Google llc (20240290320). Semantic Segmentation With Language Models For Long-Form Automatic Speech Recognition simplified abstract
Contents
Semantic Segmentation With Language Models For Long-Form Automatic Speech Recognition
Organization Name
Inventor(s)
Wenqian Huang of Mountain View CA (US)
Shankar Kumar of New York NY (US)
Shuo-yiin Chang of Sunnyvale CA (US)
Tara N. Sainath of Jersey City NJ (US)
Semantic Segmentation With Language Models For Long-Form Automatic Speech Recognition - A simplified explanation of the abstract
This abstract first appeared for US patent application 20240290320 titled 'Semantic Segmentation With Language Models For Long-Form Automatic Speech Recognition
The abstract describes a joint segmenting and ASR model that includes an encoder to process acoustic frames and generate higher order feature representations, a decoder to generate speech recognition hypotheses and end of segment indications, and training on long-form speech data with ground-truth end of segment labels.

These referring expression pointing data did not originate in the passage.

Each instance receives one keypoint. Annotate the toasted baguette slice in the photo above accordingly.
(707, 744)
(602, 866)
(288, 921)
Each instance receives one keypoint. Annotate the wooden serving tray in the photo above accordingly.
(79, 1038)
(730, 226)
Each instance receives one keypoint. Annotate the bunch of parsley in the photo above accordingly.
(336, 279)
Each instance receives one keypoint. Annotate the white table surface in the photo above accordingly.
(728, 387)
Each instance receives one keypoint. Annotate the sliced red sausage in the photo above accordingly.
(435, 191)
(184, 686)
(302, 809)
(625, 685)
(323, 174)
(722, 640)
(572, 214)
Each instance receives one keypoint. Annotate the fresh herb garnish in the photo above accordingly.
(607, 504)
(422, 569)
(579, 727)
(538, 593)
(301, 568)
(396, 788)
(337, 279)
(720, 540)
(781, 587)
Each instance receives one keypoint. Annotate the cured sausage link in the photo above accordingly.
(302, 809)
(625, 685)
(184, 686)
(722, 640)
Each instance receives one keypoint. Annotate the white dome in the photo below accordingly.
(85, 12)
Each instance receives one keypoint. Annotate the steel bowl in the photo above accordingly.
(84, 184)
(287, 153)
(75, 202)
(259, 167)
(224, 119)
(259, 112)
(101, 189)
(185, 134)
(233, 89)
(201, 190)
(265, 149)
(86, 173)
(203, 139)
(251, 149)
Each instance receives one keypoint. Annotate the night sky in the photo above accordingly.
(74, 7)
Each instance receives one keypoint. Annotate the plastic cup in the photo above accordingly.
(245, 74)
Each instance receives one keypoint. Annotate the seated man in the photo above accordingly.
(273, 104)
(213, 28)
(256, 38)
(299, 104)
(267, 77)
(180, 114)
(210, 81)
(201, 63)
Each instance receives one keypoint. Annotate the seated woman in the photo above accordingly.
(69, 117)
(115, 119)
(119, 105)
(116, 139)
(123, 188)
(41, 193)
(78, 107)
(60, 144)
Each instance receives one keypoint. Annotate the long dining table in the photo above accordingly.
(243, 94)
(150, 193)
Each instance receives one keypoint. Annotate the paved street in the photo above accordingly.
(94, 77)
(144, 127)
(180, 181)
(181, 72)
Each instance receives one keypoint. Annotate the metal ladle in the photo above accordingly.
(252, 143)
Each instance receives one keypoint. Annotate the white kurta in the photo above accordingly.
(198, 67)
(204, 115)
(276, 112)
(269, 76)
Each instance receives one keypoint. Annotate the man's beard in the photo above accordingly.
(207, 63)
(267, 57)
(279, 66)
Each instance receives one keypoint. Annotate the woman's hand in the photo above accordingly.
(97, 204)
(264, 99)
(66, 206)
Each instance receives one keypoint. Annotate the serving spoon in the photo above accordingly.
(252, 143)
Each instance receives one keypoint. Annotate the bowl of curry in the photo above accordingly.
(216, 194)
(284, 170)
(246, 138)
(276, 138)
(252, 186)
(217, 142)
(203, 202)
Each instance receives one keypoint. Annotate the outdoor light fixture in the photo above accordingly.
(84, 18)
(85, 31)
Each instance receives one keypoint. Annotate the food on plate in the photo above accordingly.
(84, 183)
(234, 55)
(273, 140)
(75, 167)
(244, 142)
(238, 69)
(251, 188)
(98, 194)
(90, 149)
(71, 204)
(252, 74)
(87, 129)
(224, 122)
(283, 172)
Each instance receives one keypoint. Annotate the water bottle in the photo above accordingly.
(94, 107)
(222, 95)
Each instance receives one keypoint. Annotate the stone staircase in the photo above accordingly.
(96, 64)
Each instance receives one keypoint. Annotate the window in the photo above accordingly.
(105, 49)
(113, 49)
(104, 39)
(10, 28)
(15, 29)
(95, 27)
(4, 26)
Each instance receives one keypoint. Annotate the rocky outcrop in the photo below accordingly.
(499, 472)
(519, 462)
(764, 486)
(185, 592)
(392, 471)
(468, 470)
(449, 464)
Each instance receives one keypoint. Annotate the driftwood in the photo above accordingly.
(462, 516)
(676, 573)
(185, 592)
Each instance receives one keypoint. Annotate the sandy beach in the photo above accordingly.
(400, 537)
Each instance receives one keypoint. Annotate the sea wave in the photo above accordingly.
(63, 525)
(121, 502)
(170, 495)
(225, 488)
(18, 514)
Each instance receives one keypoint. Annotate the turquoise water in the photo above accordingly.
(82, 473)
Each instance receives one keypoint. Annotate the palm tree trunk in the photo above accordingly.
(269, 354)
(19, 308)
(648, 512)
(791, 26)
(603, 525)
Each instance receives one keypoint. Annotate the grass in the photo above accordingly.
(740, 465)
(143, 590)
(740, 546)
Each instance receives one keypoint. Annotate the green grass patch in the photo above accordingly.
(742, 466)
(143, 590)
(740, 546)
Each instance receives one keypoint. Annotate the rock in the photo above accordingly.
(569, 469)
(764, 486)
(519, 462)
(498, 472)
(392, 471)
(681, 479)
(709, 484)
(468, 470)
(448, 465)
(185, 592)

- Encoder processes acoustic frames to generate higher order feature representations
- Decoder generates speech recognition hypotheses and end of segment indications
- Trained on long-form speech data with ground-truth end of segment labels
- Utilizes a language model teacher to inject end of segment labels into transcriptions
- Aimed at improving speech recognition accuracy and segmentation in long-form speech
Potential Applications: - Enhanced speech recognition systems - Improved segmentation of long-form speech data - Language transcription services
Problems Solved: - Addressing challenges in accurately segmenting long-form speech data - Enhancing the performance of automatic speech recognition systems
Benefits: - Higher accuracy in speech recognition - Improved transcription quality for long-form speech - Enhanced user experience in speech-to-text applications
Commercial Applications: Title: Advanced Speech Recognition and Segmentation Technology for Transcription Services This technology can be utilized in transcription services, call center analytics, voice assistants, and any application requiring accurate speech recognition and segmentation.
Prior Art: Researchers can explore existing patents and publications related to joint segmenting and ASR models, encoder-decoder architectures in speech recognition, and language model distillation techniques.
Frequently Updated Research: Stay updated on advancements in speech recognition models, encoder-decoder architectures, and language model training techniques to enhance the performance of the joint segmenting and ASR model.
Questions about the Technology: 1. How does the joint segmenting and ASR model improve the accuracy of speech recognition? 2. What are the key differences between traditional speech recognition systems and this innovative model?
Original Abstract Submitted
a joint segmenting and asr model includes an encoder to receive a sequence of acoustic frames and generate, at each of a plurality of output steps, a higher order feature representation for a corresponding acoustic frame. the model also includes a decoder to generate based on the higher order feature representation at each of the plurality of output steps a probability distribution over possible speech recognition hypotheses, and an indication of whether the corresponding output step corresponds to an end of segment (eos). the model is trained on a set of training samples, each training sample including audio data characterizing multiple segments of long-form speech; and a corresponding transcription of the long-form speech, the corresponding transcription annotated with ground-truth eos labels obtained via distillation from a language model teacher that receives the corresponding transcription as input and injects the ground-truth eos labels into the corresponding transcription between semantically complete segments.